Mashups in EMML : Advanced Mashup Techniques : Web Clipping with a Mashup Script
Web Clipping with a Mashup Script
Web clipping, also sometimes called screen scraping, allows you to treat the HTML from any URL as the result of a mashable that you can filter, combine or otherwise transform in a mashup. A web clipping mashup uses the <directinvoke> statement to retrieve HTML which the Presto Server converts to XHTML, in the http://www.w3.org/1999/xhtml namespace.
Note:  
Presto uses TagSoup to convert HTML to XHTML and ensure the response is well-formed. Because of this conversion, the result may not match the HTML source exactly.
In versions 3.7 and earlier, Presto used JTidy for this conversion. If needed, you can choose JTidy for backwards compatibility.
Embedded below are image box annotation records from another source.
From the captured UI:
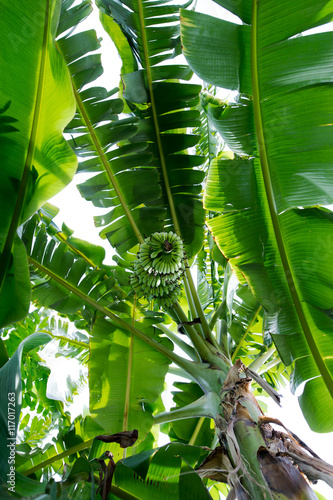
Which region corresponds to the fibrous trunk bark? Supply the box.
[197,360,333,500]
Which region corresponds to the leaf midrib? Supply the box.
[138,0,181,237]
[72,84,143,243]
[28,256,186,369]
[0,0,50,293]
[251,1,333,397]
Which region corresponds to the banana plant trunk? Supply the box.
[197,360,333,500]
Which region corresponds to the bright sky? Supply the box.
[48,0,333,500]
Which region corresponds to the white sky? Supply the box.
[48,0,333,500]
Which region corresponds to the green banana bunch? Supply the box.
[130,231,185,307]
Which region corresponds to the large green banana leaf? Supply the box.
[0,0,77,325]
[22,214,172,440]
[65,0,204,257]
[181,0,333,432]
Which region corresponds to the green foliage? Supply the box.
[181,1,333,432]
[0,0,77,326]
[0,0,333,500]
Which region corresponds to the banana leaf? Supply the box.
[181,0,333,432]
[0,0,77,325]
[22,214,173,441]
[68,0,204,258]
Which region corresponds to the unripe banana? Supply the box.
[130,231,185,307]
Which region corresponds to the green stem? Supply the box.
[188,417,205,446]
[154,323,199,361]
[185,266,219,349]
[184,279,203,337]
[248,345,276,372]
[208,299,226,330]
[251,1,333,397]
[258,356,281,375]
[21,439,94,476]
[72,81,143,243]
[168,365,195,382]
[122,297,136,432]
[41,329,89,349]
[137,0,181,236]
[231,306,261,362]
[0,0,50,293]
[28,257,189,369]
[173,302,208,359]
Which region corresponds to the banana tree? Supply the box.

See Handling HTML Responses for an example.
You can then use this XHTML in the mashup script as a mashable response.
Example
This example uses the results of a Google query as a web clipping result to output specific links:
<mashup name="Ruby"
xmlns="http://www.openmashup.org/schemas/v1.0/EMML"
xmlns:res="http://www.myCompany.com/googleQuery"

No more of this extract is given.